DBO: Data Business Object. An object that represents the business data and logic of the application. It is used to encapsulate the business rules and operations related to the data. It's the nitty gritty of the service and it's core logic.

  • Notes: The DBO is the object that is used to represent the business constructs. Like what a Product is, A User is, etc. It has theoretically nothing to do with what the applicative surface ingests (DTO) nor what the applicative system ingest (DQO/DCO).

DSO: Data Storage Object. The DSO is the object that is used to represent the data as it is stored in a given data storage mechanism/solution. It is used to encapsulate the data structure and format used by the various data store (SQL, NoSQL, Cache, etc). Note that it's an interface only. Any ORM mapping should live not in the data layer, but in the infrastruture layer.

  • Notes: There is a clear separation of concerns and very different needs between the applicative core logic needs, and what is actually stored in storage solutions.
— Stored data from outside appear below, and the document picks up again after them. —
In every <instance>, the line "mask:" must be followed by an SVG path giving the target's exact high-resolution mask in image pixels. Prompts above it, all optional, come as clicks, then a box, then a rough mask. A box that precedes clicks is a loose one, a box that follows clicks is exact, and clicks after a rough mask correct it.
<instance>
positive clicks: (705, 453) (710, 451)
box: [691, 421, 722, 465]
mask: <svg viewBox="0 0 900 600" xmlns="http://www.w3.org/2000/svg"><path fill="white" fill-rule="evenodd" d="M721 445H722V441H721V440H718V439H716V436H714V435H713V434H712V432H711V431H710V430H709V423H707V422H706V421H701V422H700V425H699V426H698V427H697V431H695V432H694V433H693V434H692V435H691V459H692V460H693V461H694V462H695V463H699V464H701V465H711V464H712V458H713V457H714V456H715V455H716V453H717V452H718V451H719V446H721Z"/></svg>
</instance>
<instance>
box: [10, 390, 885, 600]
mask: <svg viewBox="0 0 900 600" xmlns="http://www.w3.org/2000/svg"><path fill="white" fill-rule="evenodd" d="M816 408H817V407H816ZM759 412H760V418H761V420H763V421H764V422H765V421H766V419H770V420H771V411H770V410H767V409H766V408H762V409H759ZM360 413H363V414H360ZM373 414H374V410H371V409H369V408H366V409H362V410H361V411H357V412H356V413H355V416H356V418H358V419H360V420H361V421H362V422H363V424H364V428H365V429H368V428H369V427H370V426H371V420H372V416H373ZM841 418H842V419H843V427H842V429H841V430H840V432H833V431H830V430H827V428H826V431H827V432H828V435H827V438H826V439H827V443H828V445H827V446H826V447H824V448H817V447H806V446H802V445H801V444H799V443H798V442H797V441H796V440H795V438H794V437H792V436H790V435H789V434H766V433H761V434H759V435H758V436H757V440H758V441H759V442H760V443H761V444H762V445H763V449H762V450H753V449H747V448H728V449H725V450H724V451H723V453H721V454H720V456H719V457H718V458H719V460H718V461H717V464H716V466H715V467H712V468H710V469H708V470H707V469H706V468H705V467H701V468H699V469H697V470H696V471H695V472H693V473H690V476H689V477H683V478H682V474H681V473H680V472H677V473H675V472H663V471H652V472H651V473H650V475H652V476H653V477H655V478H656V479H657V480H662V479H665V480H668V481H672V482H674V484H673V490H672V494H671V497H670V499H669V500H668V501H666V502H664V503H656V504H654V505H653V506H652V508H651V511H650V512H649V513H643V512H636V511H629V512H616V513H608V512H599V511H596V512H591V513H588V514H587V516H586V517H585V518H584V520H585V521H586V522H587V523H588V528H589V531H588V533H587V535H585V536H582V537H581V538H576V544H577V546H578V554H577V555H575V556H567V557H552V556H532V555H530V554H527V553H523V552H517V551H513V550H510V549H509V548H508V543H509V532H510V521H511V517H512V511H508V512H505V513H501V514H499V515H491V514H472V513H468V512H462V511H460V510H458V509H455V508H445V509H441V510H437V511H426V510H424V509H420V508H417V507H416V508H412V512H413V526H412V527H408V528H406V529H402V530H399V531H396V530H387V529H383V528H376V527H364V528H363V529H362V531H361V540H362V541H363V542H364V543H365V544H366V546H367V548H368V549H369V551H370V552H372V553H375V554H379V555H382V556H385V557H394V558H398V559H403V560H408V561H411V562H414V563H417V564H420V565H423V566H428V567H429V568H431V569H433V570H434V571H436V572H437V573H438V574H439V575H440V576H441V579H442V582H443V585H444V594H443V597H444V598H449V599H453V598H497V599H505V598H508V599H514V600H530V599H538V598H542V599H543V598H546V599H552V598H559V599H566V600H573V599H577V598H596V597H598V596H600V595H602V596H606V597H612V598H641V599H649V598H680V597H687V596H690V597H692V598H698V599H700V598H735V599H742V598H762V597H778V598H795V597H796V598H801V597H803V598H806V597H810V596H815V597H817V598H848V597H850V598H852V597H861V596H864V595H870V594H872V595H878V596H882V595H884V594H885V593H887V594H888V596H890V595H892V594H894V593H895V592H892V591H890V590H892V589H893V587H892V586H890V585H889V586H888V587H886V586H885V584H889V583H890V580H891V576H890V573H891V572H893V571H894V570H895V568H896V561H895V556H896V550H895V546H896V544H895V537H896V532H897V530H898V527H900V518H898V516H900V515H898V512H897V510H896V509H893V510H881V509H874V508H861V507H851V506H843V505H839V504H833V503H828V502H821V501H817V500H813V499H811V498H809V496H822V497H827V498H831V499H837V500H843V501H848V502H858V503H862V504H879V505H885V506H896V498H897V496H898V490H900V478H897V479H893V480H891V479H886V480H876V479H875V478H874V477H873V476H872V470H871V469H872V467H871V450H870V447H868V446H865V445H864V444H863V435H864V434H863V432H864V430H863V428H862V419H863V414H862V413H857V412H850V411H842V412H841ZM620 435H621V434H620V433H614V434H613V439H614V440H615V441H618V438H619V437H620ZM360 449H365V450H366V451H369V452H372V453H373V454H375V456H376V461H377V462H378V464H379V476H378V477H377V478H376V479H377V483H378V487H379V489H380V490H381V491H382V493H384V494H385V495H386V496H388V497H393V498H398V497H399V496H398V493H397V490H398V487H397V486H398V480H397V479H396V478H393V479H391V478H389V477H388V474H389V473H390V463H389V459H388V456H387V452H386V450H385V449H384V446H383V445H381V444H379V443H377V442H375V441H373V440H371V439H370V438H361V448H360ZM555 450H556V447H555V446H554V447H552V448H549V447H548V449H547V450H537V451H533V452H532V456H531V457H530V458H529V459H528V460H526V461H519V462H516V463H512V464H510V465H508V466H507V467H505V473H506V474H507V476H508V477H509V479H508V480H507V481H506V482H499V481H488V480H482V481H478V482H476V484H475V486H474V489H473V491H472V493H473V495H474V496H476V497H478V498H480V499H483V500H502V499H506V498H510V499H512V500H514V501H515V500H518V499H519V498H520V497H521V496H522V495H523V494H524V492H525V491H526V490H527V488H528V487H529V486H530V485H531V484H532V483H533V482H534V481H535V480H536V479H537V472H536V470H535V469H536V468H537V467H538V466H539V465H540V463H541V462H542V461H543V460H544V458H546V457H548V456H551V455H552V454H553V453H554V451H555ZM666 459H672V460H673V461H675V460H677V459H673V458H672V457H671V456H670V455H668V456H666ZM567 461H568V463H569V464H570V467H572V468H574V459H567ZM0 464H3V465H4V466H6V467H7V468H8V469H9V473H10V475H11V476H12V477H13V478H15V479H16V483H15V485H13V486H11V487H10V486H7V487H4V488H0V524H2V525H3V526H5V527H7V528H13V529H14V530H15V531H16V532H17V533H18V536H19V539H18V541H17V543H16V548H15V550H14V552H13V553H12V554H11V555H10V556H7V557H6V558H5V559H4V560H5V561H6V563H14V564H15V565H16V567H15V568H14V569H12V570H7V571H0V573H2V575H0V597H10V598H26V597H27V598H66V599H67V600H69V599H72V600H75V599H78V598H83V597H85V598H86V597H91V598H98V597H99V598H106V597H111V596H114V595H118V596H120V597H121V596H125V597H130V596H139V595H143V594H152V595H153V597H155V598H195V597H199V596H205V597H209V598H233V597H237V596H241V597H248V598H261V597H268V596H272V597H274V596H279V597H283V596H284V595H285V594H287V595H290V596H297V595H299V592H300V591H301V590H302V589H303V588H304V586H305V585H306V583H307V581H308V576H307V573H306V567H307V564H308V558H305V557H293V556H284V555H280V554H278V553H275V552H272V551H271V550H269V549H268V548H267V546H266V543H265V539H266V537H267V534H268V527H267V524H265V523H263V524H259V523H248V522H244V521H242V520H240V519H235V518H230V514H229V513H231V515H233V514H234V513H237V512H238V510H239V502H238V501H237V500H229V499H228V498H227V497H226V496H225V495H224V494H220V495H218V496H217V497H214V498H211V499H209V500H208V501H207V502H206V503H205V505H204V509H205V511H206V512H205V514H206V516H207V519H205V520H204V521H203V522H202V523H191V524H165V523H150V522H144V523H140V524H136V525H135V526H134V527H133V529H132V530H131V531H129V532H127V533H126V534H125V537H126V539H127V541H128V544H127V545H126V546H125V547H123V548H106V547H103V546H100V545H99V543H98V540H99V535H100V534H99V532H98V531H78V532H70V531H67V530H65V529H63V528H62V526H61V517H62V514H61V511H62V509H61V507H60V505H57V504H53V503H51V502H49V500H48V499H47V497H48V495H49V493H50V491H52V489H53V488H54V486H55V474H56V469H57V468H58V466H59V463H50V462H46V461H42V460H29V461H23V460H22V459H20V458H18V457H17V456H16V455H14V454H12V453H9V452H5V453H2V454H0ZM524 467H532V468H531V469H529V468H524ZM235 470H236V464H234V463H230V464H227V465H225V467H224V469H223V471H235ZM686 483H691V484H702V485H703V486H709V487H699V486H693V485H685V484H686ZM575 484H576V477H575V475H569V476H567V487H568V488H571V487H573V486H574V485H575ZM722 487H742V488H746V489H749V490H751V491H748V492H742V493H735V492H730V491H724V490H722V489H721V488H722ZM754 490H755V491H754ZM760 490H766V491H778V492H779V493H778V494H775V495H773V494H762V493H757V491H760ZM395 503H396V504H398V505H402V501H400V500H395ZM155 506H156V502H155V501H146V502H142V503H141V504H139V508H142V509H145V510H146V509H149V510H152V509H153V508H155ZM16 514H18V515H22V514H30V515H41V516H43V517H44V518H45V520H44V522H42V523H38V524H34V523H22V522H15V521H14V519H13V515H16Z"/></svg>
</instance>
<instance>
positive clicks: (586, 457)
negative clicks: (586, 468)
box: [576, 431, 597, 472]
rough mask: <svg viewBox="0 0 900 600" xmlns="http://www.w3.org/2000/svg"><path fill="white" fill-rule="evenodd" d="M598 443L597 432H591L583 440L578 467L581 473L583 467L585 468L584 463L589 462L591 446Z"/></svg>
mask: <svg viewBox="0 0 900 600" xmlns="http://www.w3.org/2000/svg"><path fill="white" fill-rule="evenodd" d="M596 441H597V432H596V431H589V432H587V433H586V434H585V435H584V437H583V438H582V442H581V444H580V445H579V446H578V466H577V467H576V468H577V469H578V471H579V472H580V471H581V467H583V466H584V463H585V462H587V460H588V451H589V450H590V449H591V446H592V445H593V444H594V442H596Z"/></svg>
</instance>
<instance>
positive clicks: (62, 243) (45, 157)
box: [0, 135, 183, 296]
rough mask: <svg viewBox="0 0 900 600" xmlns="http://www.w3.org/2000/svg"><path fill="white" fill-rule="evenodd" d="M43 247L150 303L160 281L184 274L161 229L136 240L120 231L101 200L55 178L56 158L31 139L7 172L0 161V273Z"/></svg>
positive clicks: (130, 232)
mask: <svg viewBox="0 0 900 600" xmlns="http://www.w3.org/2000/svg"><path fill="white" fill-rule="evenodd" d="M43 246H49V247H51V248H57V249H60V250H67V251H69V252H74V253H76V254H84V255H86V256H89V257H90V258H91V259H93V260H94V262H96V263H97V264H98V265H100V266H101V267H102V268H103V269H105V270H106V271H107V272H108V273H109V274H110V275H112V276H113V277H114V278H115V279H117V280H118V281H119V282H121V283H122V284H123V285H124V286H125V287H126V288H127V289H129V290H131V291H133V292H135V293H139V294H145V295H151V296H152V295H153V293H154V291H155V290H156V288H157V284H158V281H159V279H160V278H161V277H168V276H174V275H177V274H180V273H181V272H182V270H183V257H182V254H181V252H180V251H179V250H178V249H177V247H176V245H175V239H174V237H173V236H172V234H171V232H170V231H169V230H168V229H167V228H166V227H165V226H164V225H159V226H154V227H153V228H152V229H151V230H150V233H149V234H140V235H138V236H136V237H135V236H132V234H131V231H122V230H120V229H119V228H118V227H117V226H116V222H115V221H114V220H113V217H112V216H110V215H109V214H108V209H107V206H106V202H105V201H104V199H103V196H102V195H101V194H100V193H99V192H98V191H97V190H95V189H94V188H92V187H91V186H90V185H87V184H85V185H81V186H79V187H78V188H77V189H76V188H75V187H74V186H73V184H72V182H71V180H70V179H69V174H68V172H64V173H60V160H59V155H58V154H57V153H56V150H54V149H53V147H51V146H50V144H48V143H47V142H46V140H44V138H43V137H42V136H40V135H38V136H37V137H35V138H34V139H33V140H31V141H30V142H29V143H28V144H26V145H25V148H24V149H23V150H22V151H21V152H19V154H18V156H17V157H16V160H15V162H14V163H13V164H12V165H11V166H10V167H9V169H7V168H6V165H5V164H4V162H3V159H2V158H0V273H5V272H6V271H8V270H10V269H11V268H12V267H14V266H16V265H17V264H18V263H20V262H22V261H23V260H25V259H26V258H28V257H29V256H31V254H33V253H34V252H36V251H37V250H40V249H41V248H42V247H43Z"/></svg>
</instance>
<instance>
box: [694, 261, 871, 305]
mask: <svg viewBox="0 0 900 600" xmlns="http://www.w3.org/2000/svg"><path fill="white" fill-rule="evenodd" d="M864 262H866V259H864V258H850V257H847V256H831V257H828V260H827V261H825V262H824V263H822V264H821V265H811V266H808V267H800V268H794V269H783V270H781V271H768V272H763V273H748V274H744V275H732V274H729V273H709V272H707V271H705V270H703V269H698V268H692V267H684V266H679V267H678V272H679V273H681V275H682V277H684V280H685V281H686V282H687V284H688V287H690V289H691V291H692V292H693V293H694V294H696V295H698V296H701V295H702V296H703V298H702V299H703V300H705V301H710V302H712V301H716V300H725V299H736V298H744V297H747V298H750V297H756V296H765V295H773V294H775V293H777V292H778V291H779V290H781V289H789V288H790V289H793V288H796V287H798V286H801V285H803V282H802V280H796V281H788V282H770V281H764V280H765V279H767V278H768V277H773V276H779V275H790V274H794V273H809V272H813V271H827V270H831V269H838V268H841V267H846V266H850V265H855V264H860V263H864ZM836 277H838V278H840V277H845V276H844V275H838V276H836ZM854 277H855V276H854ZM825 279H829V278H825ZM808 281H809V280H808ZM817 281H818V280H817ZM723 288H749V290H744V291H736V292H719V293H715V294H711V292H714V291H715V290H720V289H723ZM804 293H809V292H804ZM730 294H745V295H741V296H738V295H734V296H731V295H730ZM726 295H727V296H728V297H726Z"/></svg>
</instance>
This makes it relatively easier to composite DBOs, and provide choices (eg. storage of critical data, what, how and where).

DPO: Data Presentation/Projection Object. Sometimes called "Projections" or "Result Models" in CQRS. This is generally a translation of the DBO, skimmed for projection ie. ready-for-showcase as it is outputted by the applicative core.

DOO: Data Outcome Objects. System Outputs - This emphasizing the end result, outcomes of processing/operations. Having this buffer is critical to the separation of concerns between system handling and surface translation. It normalises system communication to surface layer, and gather all required for the infrastructure to run it's processes. ie. "What does it mean for a user when my system produces a successfull operation?"

  • Notes: The Applicative Core/System Outputs is generally not what we would want to being sent back to the user. Note that system to surface communications may contains many infrastructure metadata (eg. error codes core outcomes metrics (in case of monolith or microservices), and more. ) which may dictates service surface behavior.

Done!

Thanks for reading! We hope this overview and proposal for data transformation and normalization reaches home and makes sense.